In a report Fenway Health said…
For decades now, researchers and activists have promoted adding sexual orientation and gender identity (SOGI) questions to federal surveys to capture health and demographic data about LGBT people. Under the Obama Administration the number of federal surveys and studies measuring sexual orientation increased to; seven of these also measured gender identity or transgender status. SOGI data are now included in many public health surveys, such as the Behavioral Risk Factor Surveillance System (SOGI questions) and Youth Risk Behavior Survey (sexual orientation (SO) question), the National Health Interview Survey (SO), the National Survey on Drug Use and Health (SO), and the Health Center Patient Survey (SOGI). Several other surveys are now collecting SOGI data that examine social determinants of health, such as the National Crime Victimization Survey (SOGI), which collects data on intimate partner violence, and the National Inmate Survey (SOGI), which collects data on sexual assault in prison as mandated by the Prison Rape Elimination Act.

The collection of population-level data is important to better understand the experiences of LGBT Americans. LGBT people, especially Black gay and bisexual men and transgender women, experience a disproportionate burden of bias-motivated hate violence. On a per capita basis, LGBT people are more likely to be targets of hate crimes than any other group in America.18 Bisexual women and men, and lesbians, are more likely to experience intimate partner violence than heterosexual women and men. Gay men are 11 times as likely as heterosexual men to be sexually assaulted in state prisons. Bisexual men and transgender people  are 10 times as likely to be sexually assaulted in state prisons as heterosexual men.
Research needs data! Without data you don’t know what to target your effort, you might be targeting the wrong area for it to be effective. Without data funding is hard. When we were trying to pass the gender inclusive non-discrimination law the top question from the legislators were how many trans people are in Connecticut and the same is true for funding for HIV/AIDS healthcare.

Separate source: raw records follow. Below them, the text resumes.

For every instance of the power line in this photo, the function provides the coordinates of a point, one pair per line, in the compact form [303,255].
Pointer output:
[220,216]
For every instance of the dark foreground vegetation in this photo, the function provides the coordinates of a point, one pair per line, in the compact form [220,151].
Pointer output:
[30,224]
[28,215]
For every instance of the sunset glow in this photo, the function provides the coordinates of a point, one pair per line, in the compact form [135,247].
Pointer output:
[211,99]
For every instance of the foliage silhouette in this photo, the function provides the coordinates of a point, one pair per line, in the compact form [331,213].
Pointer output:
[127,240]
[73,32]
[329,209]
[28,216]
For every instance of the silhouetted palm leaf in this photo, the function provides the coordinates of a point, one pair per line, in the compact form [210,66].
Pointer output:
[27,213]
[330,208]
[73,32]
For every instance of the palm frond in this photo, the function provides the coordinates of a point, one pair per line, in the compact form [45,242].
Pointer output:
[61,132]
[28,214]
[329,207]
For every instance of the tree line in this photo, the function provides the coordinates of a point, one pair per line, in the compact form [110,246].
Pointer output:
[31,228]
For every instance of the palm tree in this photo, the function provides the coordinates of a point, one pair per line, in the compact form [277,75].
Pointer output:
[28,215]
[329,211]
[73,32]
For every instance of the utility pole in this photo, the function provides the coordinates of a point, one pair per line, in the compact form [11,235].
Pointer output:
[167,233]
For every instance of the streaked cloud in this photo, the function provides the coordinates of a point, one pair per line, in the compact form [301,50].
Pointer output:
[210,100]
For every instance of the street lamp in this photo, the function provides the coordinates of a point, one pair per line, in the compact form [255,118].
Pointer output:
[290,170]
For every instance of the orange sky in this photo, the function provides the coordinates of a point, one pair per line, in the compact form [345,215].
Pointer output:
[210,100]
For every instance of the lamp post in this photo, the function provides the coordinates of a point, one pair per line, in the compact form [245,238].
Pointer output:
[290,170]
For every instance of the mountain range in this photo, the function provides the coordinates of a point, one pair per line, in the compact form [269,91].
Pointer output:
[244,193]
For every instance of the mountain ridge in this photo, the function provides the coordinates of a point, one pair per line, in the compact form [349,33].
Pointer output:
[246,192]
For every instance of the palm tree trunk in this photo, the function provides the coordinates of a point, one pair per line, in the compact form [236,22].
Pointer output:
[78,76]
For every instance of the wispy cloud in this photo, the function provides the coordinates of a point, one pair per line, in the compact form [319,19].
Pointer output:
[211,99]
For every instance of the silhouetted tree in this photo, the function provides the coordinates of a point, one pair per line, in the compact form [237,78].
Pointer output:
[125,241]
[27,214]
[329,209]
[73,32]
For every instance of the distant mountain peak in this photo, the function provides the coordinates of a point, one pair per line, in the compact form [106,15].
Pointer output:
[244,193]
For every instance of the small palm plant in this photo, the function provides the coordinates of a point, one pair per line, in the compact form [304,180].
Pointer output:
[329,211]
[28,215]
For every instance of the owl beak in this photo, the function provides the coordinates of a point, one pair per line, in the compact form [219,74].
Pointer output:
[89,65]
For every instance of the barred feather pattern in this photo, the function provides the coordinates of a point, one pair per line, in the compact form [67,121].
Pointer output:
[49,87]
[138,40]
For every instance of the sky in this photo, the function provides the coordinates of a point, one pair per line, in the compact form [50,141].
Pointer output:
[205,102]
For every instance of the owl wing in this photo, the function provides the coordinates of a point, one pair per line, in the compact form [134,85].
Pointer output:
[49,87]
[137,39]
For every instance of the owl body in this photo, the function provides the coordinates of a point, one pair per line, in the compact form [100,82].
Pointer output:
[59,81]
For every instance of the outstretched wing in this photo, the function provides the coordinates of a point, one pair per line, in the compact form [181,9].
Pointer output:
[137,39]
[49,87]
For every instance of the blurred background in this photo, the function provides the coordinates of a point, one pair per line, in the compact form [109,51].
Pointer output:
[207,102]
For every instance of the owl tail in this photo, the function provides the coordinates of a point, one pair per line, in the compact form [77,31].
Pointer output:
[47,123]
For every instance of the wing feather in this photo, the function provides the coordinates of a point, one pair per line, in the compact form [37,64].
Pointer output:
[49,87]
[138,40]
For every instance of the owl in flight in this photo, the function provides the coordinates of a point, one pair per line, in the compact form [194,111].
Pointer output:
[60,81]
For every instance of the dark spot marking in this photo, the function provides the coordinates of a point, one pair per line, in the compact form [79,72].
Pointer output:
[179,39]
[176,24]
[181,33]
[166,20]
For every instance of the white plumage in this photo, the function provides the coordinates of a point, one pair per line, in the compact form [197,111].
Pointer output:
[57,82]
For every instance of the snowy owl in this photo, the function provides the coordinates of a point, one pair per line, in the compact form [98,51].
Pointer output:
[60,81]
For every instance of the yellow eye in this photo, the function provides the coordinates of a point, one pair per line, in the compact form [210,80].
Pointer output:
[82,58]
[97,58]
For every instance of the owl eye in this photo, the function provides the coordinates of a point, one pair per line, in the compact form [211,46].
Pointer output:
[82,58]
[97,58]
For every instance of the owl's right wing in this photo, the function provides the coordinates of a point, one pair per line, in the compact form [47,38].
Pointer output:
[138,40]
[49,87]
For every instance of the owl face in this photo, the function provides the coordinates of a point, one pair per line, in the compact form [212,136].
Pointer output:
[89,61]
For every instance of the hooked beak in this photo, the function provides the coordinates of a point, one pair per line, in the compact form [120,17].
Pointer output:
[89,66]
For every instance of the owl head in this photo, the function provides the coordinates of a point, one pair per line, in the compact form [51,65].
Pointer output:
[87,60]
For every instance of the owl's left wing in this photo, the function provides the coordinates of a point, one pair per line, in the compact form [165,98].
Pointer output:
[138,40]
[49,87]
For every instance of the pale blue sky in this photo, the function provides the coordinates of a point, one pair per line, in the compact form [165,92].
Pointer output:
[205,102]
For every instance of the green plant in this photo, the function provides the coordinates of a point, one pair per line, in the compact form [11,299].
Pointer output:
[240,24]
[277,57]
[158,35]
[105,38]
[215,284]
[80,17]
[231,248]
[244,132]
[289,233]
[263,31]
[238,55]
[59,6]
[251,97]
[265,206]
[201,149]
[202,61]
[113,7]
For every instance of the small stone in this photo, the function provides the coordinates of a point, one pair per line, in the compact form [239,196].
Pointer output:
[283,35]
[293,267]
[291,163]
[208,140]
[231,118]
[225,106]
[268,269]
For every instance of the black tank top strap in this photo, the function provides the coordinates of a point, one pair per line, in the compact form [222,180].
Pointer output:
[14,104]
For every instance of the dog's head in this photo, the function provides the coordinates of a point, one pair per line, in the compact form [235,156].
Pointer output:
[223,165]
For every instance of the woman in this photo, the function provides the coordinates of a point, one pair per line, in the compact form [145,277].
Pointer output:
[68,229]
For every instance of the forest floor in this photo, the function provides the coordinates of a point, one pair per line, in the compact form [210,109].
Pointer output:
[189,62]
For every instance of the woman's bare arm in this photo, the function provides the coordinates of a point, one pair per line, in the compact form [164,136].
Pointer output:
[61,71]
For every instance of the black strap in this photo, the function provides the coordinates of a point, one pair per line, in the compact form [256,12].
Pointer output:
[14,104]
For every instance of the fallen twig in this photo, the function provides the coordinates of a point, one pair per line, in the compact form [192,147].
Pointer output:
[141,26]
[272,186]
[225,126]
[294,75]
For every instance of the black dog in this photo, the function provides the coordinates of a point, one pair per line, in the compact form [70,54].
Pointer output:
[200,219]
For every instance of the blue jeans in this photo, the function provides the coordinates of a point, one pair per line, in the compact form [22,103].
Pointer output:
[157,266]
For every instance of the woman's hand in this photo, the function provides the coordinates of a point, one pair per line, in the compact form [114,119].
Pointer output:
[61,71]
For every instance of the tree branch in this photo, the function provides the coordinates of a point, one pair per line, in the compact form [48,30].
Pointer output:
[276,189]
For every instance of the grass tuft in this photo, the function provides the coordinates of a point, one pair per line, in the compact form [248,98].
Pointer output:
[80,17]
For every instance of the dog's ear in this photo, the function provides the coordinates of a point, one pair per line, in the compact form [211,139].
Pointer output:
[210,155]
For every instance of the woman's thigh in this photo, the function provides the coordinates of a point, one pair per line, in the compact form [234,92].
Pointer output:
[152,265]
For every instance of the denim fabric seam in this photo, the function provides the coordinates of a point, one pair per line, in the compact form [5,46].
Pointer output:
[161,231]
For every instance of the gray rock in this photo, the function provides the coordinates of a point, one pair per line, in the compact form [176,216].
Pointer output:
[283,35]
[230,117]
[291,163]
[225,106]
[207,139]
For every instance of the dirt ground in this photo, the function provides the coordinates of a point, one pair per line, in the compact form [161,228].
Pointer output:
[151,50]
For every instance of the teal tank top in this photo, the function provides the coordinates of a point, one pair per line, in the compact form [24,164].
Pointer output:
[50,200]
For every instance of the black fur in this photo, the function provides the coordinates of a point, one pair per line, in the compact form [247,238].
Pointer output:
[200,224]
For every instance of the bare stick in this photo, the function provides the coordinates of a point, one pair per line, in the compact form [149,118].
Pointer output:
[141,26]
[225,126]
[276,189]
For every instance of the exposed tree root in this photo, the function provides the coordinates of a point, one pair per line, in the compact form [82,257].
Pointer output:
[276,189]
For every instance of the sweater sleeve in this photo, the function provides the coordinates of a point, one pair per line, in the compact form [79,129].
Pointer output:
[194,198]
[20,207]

Cutting funding to Planned Parenthood will also cut testing for HIV/AIDS which in turn will increase the spread of AIDS. In many areas Planned Parenthood clinics are the only place where you can get tested for AIDS and many times at no cost to the patients.

The Daily Beast article ends with…
Are we really going back to the Eighties, when HIV/AIDS was a “gay disease” and Reagan White House officials joked about it? Trump himself seems trapped in the decade – making comments about Haitians having AIDS, for example. Is that what this is all about? Is that the reason for the slashing of effective health programs here and abroad?

And if not, then what is it?
People this is important, you might think that this doesn’t affect me because I don’t have AIDS but if the disease take roots in the general population it will affect you. The blood supply might be in danger because of not enough AIDS free donors, if the disease moves out of the marginalized community it could become an epidemic.